Блейр глубоко вздохнула, глядя на потрепанную брошюру в руках мистера Гейтса. Памфлет доктора Кларка, разошедшийся тиражом в сотни тысяч экземпляров, нанес огромный ущерб распространению женского образования.
– Ничего доктор Кларк не доказал, – устало произнесла она. – Он осмотрел чахоточную четырнадцатилетнюю слушательницу и на основании одного осмотра сделал вывод о том, что, если женщина работает головой, ее репродуктивные способности ставятся под угрозу. Я вообще не считаю это убедительным доказательством.
Лицо мистера Гейтса начало багроветь.
– Я не потерплю таких речей в своем доме. Ты, очевидно, полагаешь, что можешь вести себя неприлично, поскольку называешь себя врачом, но только не в моем доме.
Блейр не могла дольше выносить этого.
– С каких пор этот дом – ваш? Мой отец… В эту минуту в комнату вошла сестра Блейр, Хьюстон, и встала между ними, бросив на Блейр сокрушенный взгляд.
– Пора обедать. Не перейти ли нам в столовую? – проговорила она очень спокойным, сдержанным голосом, звуки которого Блейр уже начала ненавидеть.
Блейр заняла свое место за большим столом красного дерева и в течение всего обеда отвечала на сердитые вопросы мистера Гейтса, не переставая думать о сестре.
Блейр очень ждала возвращения в Чандлер, встречи с Хьюстон и матерью, с подругами детства. Последний раз они виделись здесь пять лет назад, ей было тогда семнадцать, и она готовилась к поступлению в медицинскую школу, с энтузиазмом ожидая занятий. Она, вероятно, была настолько поглощена своими мыслями, что не заметила, в какой атмосфере живут ее мать и сестра.
Но в этот раз она почувствовала напряжение, едва сойдя с поезда. Хьюстон встретила ее на вокзале, и Блейр подумала, что в жизни не видела более строгой, холодной и неприступной женщины. Она выглядела абсолютным совершенством, только вот сделана была изо льда.
Ни бурных объятий на вокзале, ни обмена последними новостями по пути домой, Блейр пыталась заговорить с сестрой, но получала в ответ лишь холодный, отстраненный взгляд. Даже упоминание имени Лиандера, жениха Хьюстон, не оживило ее.
Половину пути они провели в молчании. Блейр сидела, вцепившись в свой докторский чемоданчик, словно боялась его потерять.
За прошедшие пять лет город сильно изменился. Чувствовалось, что он обновляется, строится, растет.
Города Запада страны отличаются от восточных с их устоявшимися традициями. Когда Уильям Чандлер прибыл в эти места, будущий город был всего лишь хорошим куском земли с великолепными открытыми залежами угля. Не было ни железной дороги, ни административного центра; магазины, обслуживавшие разбросанные в округе ранчо, не имели названий. Билл Чандлер быстро исправил положение.
Когда они свернули на улицу, ведущую к Чандлер-хаусу, или Особняку, как любили называть его жители города, Блейр улыбнулась при виде богато украшенного трехэтажного здания. А вот и мамин сад – зеленый, пышно разросшийся; она почувствовала запах роз. Теперь с улицы к дому вели ступеньки, поскольку ее горбатую среднюю часть сровняли для новой линии конки. Но в целом никаких особых изменений не произошло. Она прошла сквозь широкую веранду, опоясывающую дом, и вошла внутрь через одну из двух парадных дверей.
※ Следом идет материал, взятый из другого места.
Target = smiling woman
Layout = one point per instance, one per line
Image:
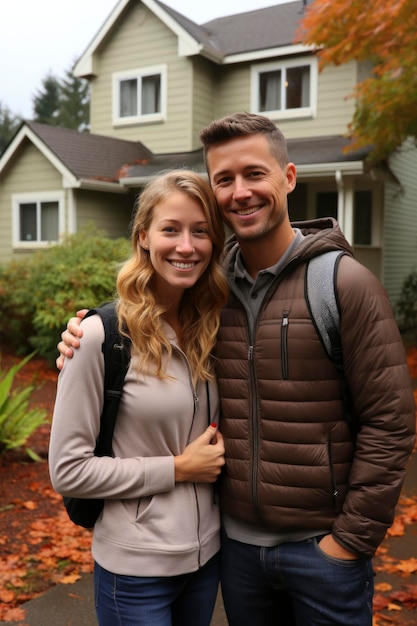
(159, 514)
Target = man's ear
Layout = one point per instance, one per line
(291, 174)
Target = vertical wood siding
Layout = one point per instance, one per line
(400, 221)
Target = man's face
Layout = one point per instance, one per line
(250, 186)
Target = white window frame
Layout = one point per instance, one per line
(138, 75)
(36, 198)
(286, 114)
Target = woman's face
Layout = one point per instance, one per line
(179, 244)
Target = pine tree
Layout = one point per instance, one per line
(74, 110)
(8, 126)
(47, 103)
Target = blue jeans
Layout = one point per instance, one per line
(294, 584)
(186, 600)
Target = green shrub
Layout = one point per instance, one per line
(38, 294)
(407, 304)
(17, 421)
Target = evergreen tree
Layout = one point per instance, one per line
(47, 103)
(74, 110)
(8, 126)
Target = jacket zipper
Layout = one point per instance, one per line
(332, 477)
(196, 407)
(284, 345)
(253, 389)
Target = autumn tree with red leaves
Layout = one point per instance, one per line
(383, 33)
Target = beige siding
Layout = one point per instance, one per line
(400, 221)
(141, 40)
(334, 108)
(204, 97)
(232, 89)
(110, 212)
(30, 172)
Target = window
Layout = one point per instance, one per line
(285, 90)
(139, 95)
(36, 220)
(363, 218)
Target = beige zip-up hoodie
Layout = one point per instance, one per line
(150, 526)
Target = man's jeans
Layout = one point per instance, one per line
(294, 584)
(186, 600)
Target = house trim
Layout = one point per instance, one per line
(187, 45)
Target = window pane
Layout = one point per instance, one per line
(270, 91)
(297, 87)
(363, 218)
(49, 221)
(151, 94)
(326, 204)
(28, 222)
(128, 97)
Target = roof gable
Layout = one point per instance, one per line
(243, 33)
(76, 155)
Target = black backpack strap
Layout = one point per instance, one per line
(116, 351)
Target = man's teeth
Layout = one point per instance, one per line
(182, 266)
(247, 211)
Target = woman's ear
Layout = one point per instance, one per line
(143, 240)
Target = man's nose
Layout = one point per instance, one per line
(241, 190)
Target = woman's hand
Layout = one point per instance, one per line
(202, 460)
(70, 339)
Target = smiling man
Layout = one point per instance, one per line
(304, 505)
(305, 501)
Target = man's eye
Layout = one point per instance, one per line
(223, 181)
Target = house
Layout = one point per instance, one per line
(156, 79)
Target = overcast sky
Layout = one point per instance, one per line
(39, 37)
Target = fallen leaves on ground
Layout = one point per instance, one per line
(40, 546)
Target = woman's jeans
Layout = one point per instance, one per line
(186, 600)
(294, 584)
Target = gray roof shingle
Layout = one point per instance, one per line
(90, 156)
(261, 29)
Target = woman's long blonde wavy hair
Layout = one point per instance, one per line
(140, 315)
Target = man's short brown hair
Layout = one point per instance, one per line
(242, 125)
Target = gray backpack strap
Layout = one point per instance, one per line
(321, 298)
(322, 302)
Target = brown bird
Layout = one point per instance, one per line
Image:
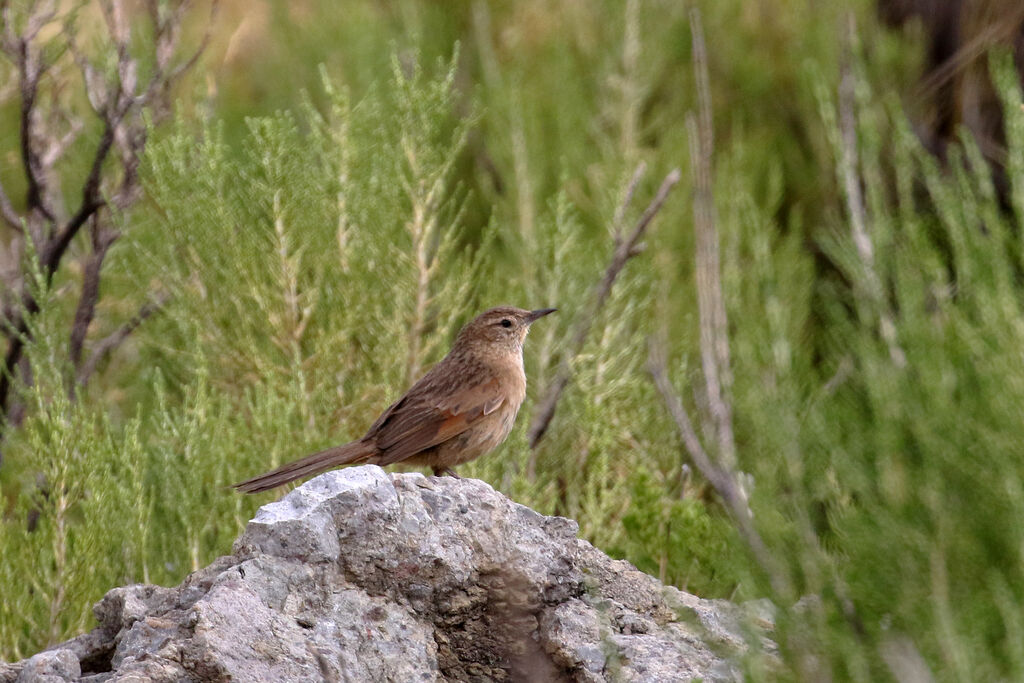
(463, 408)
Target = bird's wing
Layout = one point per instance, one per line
(420, 420)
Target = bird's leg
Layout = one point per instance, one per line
(444, 471)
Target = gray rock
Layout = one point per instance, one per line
(360, 574)
(50, 667)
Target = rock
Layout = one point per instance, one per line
(359, 574)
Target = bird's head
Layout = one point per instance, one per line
(504, 327)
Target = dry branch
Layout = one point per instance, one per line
(723, 480)
(107, 345)
(711, 302)
(47, 129)
(855, 200)
(626, 248)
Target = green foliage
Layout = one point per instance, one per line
(324, 252)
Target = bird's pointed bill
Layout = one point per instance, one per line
(540, 312)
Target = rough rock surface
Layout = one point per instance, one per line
(360, 574)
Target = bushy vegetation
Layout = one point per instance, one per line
(322, 233)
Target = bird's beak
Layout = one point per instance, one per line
(540, 312)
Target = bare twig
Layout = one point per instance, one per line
(711, 302)
(721, 478)
(101, 240)
(107, 345)
(625, 250)
(854, 197)
(47, 129)
(7, 211)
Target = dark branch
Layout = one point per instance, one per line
(720, 478)
(101, 241)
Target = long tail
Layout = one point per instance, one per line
(314, 464)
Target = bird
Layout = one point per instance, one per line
(463, 408)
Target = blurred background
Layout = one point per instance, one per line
(287, 230)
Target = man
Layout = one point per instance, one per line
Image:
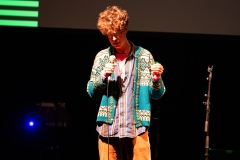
(124, 85)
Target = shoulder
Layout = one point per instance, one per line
(103, 53)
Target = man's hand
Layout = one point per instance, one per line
(157, 70)
(109, 68)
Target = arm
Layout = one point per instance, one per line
(97, 84)
(156, 85)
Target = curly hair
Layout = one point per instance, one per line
(113, 20)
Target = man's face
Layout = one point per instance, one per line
(118, 40)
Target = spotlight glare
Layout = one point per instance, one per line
(31, 123)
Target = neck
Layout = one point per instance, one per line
(125, 50)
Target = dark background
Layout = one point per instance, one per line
(54, 65)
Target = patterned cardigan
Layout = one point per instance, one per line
(144, 87)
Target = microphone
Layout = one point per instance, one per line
(111, 59)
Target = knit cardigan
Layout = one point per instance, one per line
(144, 87)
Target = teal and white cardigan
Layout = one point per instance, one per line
(144, 88)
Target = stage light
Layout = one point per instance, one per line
(31, 123)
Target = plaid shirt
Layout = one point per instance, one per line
(123, 124)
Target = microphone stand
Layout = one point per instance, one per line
(207, 104)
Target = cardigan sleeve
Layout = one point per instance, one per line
(96, 86)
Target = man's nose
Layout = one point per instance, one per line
(114, 38)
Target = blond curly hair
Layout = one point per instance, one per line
(113, 20)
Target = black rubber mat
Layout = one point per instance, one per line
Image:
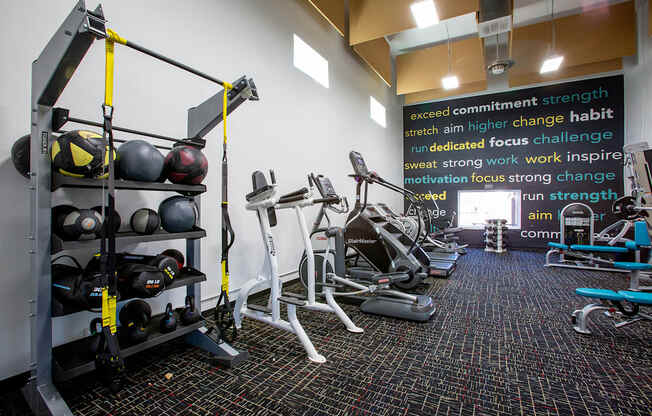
(501, 343)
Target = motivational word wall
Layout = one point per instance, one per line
(538, 149)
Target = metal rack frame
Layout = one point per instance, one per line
(51, 72)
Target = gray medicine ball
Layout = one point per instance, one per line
(145, 221)
(178, 214)
(138, 160)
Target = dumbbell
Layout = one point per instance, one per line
(189, 315)
(169, 321)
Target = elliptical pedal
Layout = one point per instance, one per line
(260, 308)
(292, 301)
(300, 296)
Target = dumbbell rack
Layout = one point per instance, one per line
(494, 235)
(50, 75)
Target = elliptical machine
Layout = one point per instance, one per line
(264, 201)
(382, 245)
(371, 291)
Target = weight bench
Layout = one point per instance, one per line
(611, 304)
(586, 252)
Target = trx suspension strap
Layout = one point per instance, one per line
(223, 310)
(108, 360)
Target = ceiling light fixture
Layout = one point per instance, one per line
(425, 13)
(450, 81)
(553, 60)
(551, 64)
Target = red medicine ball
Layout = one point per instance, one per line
(186, 165)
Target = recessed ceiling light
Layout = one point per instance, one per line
(450, 82)
(551, 64)
(425, 13)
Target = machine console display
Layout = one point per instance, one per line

Блейр хватило и десяти минут пребывания в Чандлер-хаусе, чтобы понять, что отняло у Хьюстон ее живость.
В передней их встретил мужчина такого основательного телосложения, что любой уважающий себя валун позавидовал бы ему. Выражение его лица соответствовало очертаниям его фигуры.
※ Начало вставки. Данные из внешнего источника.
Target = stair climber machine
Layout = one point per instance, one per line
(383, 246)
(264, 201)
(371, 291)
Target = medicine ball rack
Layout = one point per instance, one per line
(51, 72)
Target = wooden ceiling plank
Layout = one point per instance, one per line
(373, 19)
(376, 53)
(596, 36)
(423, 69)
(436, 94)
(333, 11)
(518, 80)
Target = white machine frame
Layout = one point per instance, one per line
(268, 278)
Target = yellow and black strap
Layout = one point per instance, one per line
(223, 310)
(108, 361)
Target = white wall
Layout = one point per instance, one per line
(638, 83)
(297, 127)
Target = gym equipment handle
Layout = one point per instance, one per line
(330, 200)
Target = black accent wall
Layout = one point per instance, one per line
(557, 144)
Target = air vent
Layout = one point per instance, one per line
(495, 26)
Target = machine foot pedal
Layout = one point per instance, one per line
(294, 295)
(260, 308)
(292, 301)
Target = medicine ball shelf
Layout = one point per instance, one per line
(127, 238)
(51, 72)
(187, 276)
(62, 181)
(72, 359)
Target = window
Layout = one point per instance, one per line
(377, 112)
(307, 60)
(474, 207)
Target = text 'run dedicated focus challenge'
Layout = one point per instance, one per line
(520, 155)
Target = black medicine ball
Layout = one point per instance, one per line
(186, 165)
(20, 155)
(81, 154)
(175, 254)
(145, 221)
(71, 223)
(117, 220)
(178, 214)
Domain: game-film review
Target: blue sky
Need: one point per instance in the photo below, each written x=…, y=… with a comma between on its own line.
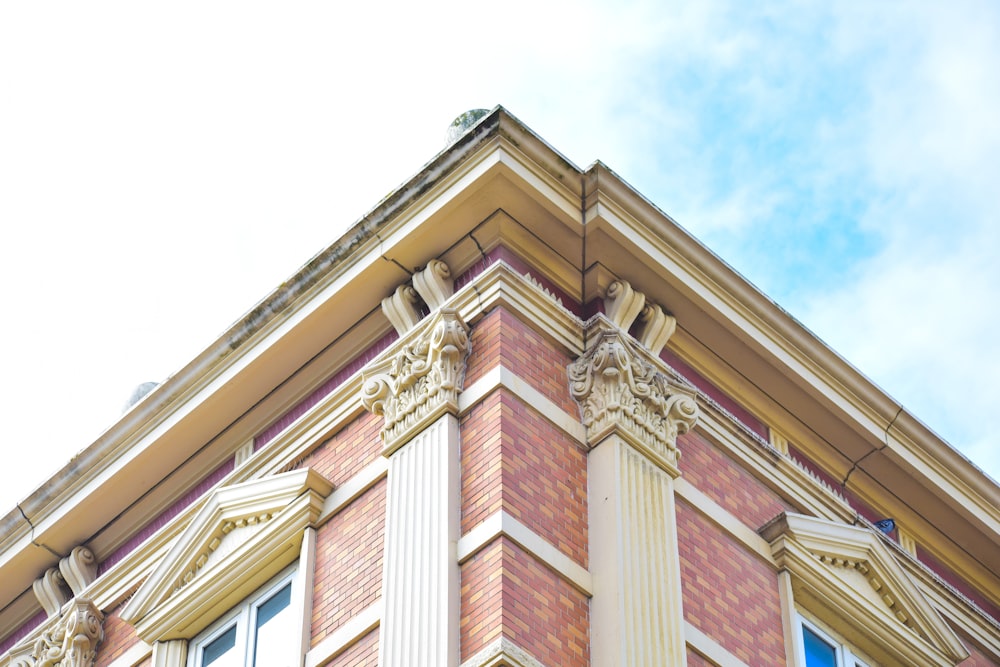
x=163, y=168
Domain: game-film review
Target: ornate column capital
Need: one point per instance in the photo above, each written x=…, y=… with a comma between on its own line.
x=421, y=381
x=621, y=391
x=72, y=642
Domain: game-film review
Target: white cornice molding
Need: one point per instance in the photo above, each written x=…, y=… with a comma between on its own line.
x=847, y=571
x=241, y=537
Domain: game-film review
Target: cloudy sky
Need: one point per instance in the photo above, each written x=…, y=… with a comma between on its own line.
x=163, y=166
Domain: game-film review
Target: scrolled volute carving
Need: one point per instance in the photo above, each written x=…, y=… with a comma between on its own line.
x=622, y=304
x=434, y=283
x=618, y=389
x=401, y=308
x=72, y=642
x=421, y=381
x=79, y=569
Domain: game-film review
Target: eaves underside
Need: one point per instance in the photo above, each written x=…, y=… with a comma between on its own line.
x=590, y=217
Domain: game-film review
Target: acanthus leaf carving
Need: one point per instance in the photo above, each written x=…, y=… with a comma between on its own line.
x=72, y=642
x=619, y=389
x=421, y=381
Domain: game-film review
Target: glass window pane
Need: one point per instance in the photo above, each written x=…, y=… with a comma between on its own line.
x=818, y=652
x=273, y=636
x=220, y=652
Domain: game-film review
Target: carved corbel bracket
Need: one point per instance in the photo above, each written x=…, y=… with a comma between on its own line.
x=656, y=328
x=620, y=391
x=50, y=591
x=72, y=642
x=622, y=305
x=401, y=308
x=421, y=381
x=79, y=569
x=433, y=284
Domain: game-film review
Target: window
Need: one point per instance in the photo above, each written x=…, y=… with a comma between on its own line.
x=821, y=650
x=254, y=634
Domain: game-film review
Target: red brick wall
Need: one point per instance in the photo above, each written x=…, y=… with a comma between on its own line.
x=695, y=660
x=514, y=459
x=348, y=575
x=727, y=483
x=729, y=594
x=501, y=339
x=119, y=636
x=349, y=450
x=362, y=653
x=505, y=592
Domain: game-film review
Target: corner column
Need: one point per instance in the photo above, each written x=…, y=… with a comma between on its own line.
x=416, y=390
x=633, y=414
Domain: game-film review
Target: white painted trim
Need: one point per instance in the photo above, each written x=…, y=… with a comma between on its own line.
x=709, y=649
x=133, y=656
x=345, y=636
x=302, y=591
x=721, y=517
x=350, y=490
x=502, y=652
x=498, y=377
x=502, y=523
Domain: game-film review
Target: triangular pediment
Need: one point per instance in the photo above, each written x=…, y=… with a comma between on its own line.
x=847, y=571
x=242, y=536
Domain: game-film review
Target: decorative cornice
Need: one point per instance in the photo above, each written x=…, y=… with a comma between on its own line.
x=620, y=390
x=846, y=572
x=72, y=642
x=421, y=381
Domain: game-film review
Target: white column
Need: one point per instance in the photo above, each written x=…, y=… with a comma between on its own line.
x=636, y=612
x=171, y=653
x=416, y=391
x=633, y=413
x=420, y=580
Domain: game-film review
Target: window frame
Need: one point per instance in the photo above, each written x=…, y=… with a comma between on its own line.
x=243, y=618
x=846, y=654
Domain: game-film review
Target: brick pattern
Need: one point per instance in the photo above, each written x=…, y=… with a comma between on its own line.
x=362, y=653
x=728, y=593
x=505, y=592
x=728, y=483
x=716, y=394
x=501, y=338
x=515, y=460
x=348, y=575
x=119, y=636
x=977, y=658
x=349, y=450
x=695, y=660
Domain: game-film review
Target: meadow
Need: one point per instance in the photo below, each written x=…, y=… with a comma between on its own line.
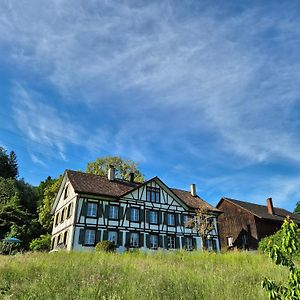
x=179, y=275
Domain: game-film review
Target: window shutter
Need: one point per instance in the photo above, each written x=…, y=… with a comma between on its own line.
x=128, y=213
x=127, y=239
x=81, y=236
x=147, y=216
x=98, y=236
x=141, y=241
x=148, y=240
x=121, y=210
x=120, y=238
x=161, y=241
x=100, y=210
x=105, y=235
x=84, y=208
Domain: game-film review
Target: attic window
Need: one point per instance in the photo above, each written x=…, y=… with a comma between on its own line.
x=66, y=194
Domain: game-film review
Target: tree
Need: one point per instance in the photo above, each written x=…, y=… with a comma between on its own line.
x=283, y=254
x=203, y=223
x=47, y=193
x=8, y=164
x=123, y=167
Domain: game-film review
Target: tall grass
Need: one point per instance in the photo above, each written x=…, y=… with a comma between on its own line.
x=180, y=275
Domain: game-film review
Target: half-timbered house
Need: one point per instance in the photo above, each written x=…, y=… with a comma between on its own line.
x=150, y=215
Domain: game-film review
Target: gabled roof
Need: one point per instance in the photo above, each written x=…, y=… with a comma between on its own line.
x=261, y=211
x=84, y=183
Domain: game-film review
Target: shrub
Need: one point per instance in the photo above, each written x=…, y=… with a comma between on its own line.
x=41, y=244
x=105, y=246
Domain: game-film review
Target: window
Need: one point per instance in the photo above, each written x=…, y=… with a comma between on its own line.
x=171, y=242
x=134, y=214
x=91, y=209
x=113, y=237
x=153, y=241
x=188, y=243
x=66, y=194
x=153, y=194
x=134, y=240
x=229, y=241
x=153, y=217
x=113, y=212
x=89, y=237
x=69, y=213
x=171, y=219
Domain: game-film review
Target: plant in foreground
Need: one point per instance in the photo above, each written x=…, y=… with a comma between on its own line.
x=283, y=255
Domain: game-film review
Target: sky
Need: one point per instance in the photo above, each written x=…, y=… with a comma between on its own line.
x=204, y=92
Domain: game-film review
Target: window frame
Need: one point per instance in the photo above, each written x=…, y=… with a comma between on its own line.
x=85, y=238
x=109, y=210
x=151, y=212
x=137, y=215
Блейр было двенадцать лет, когда она уехала из Чандлера к дяде и тете в Пенсильванию, чтобы изучать там медицину. И за прошедшие годы она просто-напросто забыла, что представляет из себя ее отчий. Блейр улыбнулась и протянула ему руку, а он назвал ее дурной женщиной и заявил, что не позволит ей заниматься мерзким ремеслом врача под его крышей.
Сбитая с толку Блейр недоуменно посмотрела на мать. Опал Гейтс стала тоньше, медлительнее по сравнению с тем, какой ее помнила Блейр. Но прежде чем Блейр успела ответить мистеру Гейтсу, Опал нежно обняла дочь и увела наверх.